Kepala Badan Pangan Nasional (Bapanas), Arief Prasetyo Adi, mengungkapkan dua faktor utama yang membuat harga bawang putih tak kunjung sesuai dengan Harga Acuan Penjualan (HAP) sebesar Rp 38.000 per kilogram.
Pasca Hari Besar Keagamaan Nasional (HBKN), harga bawang putih di pasaran masih tinggi. Saat ini, harga bumbu dapur tersebut masih bertahan di kisaran Rp 50.000—Rp 60.000 per kilogram.
Arief mengatakan, penyebab pertama kenaikan harga bawang putih adalah melonjaknya harga di negara asal, Tiongkok, yang saat ini mencapai 1.200 hingga 1.400 dolar AS per metrik ton.
“Pertama memang harganya kan sekitar 1200–1400 dolar AS per metrik ton ton di China,” kata Arief menerima kunjungan Menteri Pertanian, Kehutanan, dan Perikanan Jepang, Eto Taku, di Kantor Bapanas, Jakarta, Selasa (29/4).
Selain faktor harga dari negara asal, mantan Direktur Utama PT Food Station Tjipinang Jaya ini juga menyebutkan bahwa fluktuasi nilai tukar rupiah turut memberi dampak terhadap harga bawang putih.
Nilai tukar rupiah yang sebelumnya berkisar di angka Rp 13.500—Rp14.000 per dolar AS kini melemah menjadi sekitar Rp 16.000—Rp 17.000. Hal ini, menurut Arief, tidak hanya memengaruhi harga bawang putih, tetapi juga seluruh produk impor.
“Currency (nilai tukar) itu memang impact-nya kepada harga bawang putih bukan cuma bawang putih, semua produk yang dilakukan importasi,” kata Arief.
Hal ini yang membuat para pengusaha tidak mengimpor dalam jumlah besar stok untuk 4–5 bulan ke depan. Impor yang dilakukan biasanya hanya untuk memenuhi kebutuhan stok selama satu hingga satu setengah bulan.
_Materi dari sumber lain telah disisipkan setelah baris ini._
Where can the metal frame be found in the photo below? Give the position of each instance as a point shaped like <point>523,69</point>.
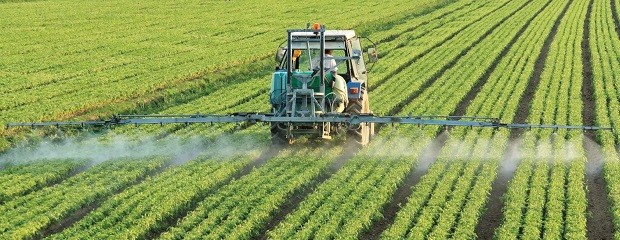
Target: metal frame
<point>324,118</point>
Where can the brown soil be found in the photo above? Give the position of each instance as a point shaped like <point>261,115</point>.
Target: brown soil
<point>599,222</point>
<point>293,202</point>
<point>452,62</point>
<point>492,217</point>
<point>615,16</point>
<point>68,221</point>
<point>405,189</point>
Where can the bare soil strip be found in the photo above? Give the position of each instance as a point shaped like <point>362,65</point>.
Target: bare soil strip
<point>80,213</point>
<point>461,108</point>
<point>260,161</point>
<point>599,222</point>
<point>612,5</point>
<point>403,21</point>
<point>492,217</point>
<point>405,189</point>
<point>292,203</point>
<point>412,60</point>
<point>452,62</point>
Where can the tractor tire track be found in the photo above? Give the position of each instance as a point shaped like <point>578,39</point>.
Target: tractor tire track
<point>492,217</point>
<point>415,58</point>
<point>292,203</point>
<point>599,223</point>
<point>461,108</point>
<point>402,193</point>
<point>77,215</point>
<point>258,162</point>
<point>69,221</point>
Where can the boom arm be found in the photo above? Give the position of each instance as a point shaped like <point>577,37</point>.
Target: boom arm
<point>335,118</point>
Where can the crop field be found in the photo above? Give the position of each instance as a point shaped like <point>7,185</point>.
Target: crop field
<point>550,62</point>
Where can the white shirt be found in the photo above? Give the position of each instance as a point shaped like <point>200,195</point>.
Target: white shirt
<point>329,64</point>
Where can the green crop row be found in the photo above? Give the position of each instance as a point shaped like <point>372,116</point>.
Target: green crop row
<point>424,68</point>
<point>27,216</point>
<point>605,47</point>
<point>309,227</point>
<point>78,66</point>
<point>551,208</point>
<point>346,204</point>
<point>148,207</point>
<point>243,207</point>
<point>21,179</point>
<point>439,224</point>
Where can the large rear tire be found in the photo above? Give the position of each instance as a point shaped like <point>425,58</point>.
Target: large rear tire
<point>361,133</point>
<point>278,136</point>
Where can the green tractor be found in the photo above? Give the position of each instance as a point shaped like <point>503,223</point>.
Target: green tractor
<point>323,74</point>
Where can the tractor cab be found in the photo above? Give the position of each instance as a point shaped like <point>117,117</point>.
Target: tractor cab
<point>320,72</point>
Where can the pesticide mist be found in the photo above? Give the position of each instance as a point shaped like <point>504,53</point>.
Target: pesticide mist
<point>97,149</point>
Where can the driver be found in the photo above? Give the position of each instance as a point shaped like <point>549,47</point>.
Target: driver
<point>329,63</point>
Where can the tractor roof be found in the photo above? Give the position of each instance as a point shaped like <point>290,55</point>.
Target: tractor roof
<point>329,33</point>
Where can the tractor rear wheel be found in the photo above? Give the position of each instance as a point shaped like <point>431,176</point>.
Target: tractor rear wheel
<point>360,133</point>
<point>278,136</point>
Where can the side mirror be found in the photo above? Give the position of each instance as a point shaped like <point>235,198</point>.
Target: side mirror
<point>280,54</point>
<point>373,56</point>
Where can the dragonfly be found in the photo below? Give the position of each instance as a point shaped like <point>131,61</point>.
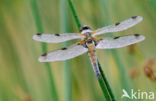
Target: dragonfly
<point>89,42</point>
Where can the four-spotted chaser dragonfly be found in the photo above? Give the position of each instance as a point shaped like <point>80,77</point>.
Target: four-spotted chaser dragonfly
<point>89,43</point>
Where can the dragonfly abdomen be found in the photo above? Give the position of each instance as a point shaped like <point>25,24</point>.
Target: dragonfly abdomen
<point>93,58</point>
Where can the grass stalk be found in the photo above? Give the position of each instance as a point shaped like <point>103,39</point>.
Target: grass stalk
<point>39,27</point>
<point>107,92</point>
<point>64,28</point>
<point>122,73</point>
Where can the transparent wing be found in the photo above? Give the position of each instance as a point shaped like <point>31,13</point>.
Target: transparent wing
<point>118,42</point>
<point>63,54</point>
<point>120,26</point>
<point>56,38</point>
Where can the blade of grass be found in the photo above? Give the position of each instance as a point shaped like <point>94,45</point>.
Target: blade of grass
<point>120,66</point>
<point>64,28</point>
<point>39,27</point>
<point>102,81</point>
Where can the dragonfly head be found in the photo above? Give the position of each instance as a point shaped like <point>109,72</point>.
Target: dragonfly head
<point>85,29</point>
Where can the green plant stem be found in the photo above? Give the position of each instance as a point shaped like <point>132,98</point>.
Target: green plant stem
<point>103,82</point>
<point>122,73</point>
<point>67,73</point>
<point>105,85</point>
<point>39,27</point>
<point>78,22</point>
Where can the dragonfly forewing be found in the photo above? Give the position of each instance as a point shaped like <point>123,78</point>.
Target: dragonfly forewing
<point>56,38</point>
<point>63,54</point>
<point>120,41</point>
<point>119,26</point>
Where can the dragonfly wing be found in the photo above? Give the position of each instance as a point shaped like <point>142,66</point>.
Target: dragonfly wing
<point>63,54</point>
<point>119,26</point>
<point>56,38</point>
<point>118,42</point>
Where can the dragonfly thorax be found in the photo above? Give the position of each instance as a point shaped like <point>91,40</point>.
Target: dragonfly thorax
<point>85,29</point>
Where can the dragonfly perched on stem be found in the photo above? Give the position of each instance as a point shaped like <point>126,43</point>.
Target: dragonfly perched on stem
<point>89,42</point>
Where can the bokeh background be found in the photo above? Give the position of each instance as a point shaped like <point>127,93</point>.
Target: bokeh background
<point>23,78</point>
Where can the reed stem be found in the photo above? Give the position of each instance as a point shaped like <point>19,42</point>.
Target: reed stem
<point>107,92</point>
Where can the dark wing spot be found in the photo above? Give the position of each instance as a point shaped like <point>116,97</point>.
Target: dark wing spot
<point>117,23</point>
<point>84,28</point>
<point>45,54</point>
<point>39,34</point>
<point>57,34</point>
<point>117,37</point>
<point>64,48</point>
<point>134,17</point>
<point>136,35</point>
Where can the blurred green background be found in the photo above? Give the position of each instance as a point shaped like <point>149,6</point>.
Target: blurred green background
<point>23,78</point>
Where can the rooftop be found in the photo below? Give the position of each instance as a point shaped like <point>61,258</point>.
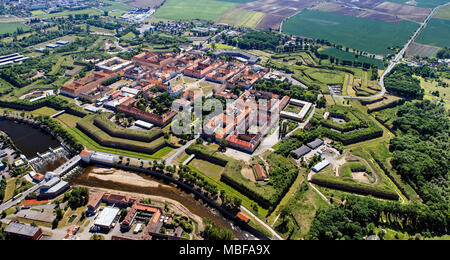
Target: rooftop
<point>106,217</point>
<point>22,229</point>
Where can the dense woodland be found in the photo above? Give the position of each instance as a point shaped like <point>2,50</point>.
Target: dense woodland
<point>422,149</point>
<point>359,217</point>
<point>258,41</point>
<point>443,53</point>
<point>420,155</point>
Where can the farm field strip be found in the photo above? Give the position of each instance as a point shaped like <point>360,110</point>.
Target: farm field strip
<point>350,31</point>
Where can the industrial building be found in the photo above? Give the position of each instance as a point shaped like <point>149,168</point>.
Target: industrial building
<point>12,58</point>
<point>22,231</point>
<point>320,166</point>
<point>316,143</point>
<point>300,152</point>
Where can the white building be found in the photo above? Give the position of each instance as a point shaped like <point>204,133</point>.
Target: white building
<point>320,166</point>
<point>106,218</point>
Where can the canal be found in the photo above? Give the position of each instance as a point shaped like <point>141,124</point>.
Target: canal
<point>28,139</point>
<point>108,180</point>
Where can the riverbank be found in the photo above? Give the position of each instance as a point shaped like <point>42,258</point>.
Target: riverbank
<point>174,206</point>
<point>163,191</point>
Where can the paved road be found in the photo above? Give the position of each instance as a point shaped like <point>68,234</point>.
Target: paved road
<point>302,125</point>
<point>396,59</point>
<point>180,151</point>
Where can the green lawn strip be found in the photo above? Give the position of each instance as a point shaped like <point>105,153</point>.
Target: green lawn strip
<point>9,191</point>
<point>286,199</point>
<point>92,145</point>
<point>87,126</point>
<point>246,202</point>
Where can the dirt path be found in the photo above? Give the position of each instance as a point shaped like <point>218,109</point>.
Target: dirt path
<point>123,177</point>
<point>174,205</point>
<point>247,172</point>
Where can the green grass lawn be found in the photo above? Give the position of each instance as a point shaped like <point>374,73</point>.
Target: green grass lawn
<point>358,33</point>
<point>241,17</point>
<point>212,170</point>
<point>114,6</point>
<point>443,13</point>
<point>90,11</point>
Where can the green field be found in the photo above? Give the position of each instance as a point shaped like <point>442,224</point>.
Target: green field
<point>443,13</point>
<point>422,3</point>
<point>241,17</point>
<point>358,33</point>
<point>437,33</point>
<point>195,9</point>
<point>343,55</point>
<point>114,6</point>
<point>12,27</point>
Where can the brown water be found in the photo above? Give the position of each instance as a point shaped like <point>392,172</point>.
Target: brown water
<point>29,140</point>
<point>165,190</point>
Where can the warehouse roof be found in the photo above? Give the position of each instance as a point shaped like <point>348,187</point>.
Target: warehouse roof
<point>106,217</point>
<point>22,229</point>
<point>303,150</point>
<point>316,143</point>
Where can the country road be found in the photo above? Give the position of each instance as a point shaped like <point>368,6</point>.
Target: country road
<point>397,58</point>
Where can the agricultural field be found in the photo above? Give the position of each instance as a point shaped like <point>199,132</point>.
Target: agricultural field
<point>115,6</point>
<point>242,18</point>
<point>209,10</point>
<point>343,55</point>
<point>436,33</point>
<point>357,33</point>
<point>443,13</point>
<point>142,3</point>
<point>303,207</point>
<point>12,27</point>
<point>214,171</point>
<point>90,11</point>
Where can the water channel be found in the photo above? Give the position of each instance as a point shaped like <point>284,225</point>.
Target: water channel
<point>32,140</point>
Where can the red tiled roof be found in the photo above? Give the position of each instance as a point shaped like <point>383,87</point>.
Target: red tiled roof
<point>243,217</point>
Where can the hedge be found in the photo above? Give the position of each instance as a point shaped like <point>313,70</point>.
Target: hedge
<point>101,137</point>
<point>102,121</point>
<point>360,188</point>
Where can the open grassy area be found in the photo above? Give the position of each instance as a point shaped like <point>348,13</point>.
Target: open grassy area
<point>212,170</point>
<point>12,27</point>
<point>90,11</point>
<point>436,33</point>
<point>343,55</point>
<point>242,18</point>
<point>194,9</point>
<point>443,13</point>
<point>358,33</point>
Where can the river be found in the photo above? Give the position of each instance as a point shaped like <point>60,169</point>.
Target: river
<point>32,140</point>
<point>92,178</point>
<point>28,139</point>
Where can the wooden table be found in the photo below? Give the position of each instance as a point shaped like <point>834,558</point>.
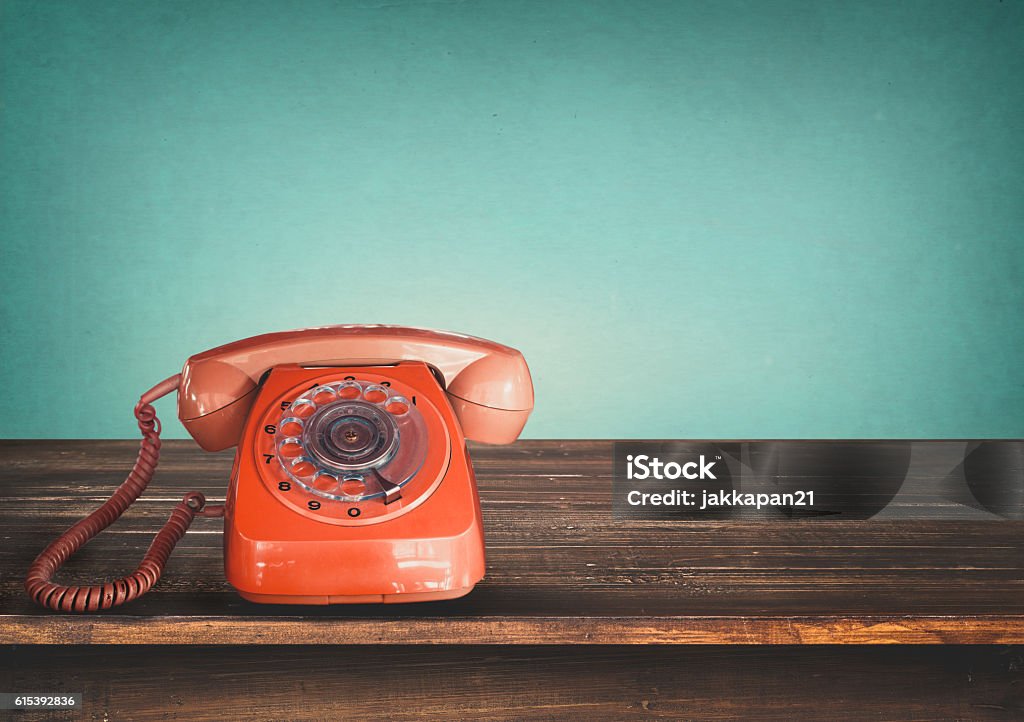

“Jadi, pada saat seperti hari ini, harga mengalami fluktuasi. Impor yang dilakukan pun hanya untuk stok sebulan hingga satu setengah bulan saja, mengingat fluktuasi harga dan kondisi geopolitik yang tidak stabil,” kata Arief.
Namun, meski menghadapi kenaikan harga, Arief menyatakan, inflasi Indonesia relatif terkendali komoditas volatile. Inflasi tetap dijaga pada kisaran 3 persen, dengan pasokan barang tetap tersedia di pasar meskipun harganya tinggi.
“Kalau main ke pasar, masih ada bawang putih, masih ada daging, meskipun harganya memang lebih tinggi,” tutur Arief.
Arief juga menegaskan, saat ini belum ada rencana langkah intervensi khusus, seperti program Stabilisasi Pasokan dan Harga Pangan (SPHP), untuk menekan harga bawang putih di pasaran.
“Hari ini kita belum bisa menyampaikan bahwa bawang putih perlu diintervensi. Hari ini belum ada, ya, khusus untuk bawang putih,” ujar Arief.
Namun, Arief menegaskan, langkah antisipatif tetap dilakukan, termasuk menugaskan Badan Usaha Milik Negara (BUMN) pangan seperti ID Food untuk menyimpan stok cadangan bawang putih.
Kebutuhan bawang putih nasional sekitar 600 ribu ton. Pemenuhannya sebagian besar berasal dari impor dari Negeri Tirai Bambu.
“Kita sudah minta, ya. Jadi sambil mempersiapkan, ID Food harus mempersiapkan cadangan. Kalau nggak salah, terakhir kita minta ID Food untuk memiliki cadangan bawang putih sekitar 5.000–6.000 ton. Supaya ada cadangan,” kata Arief.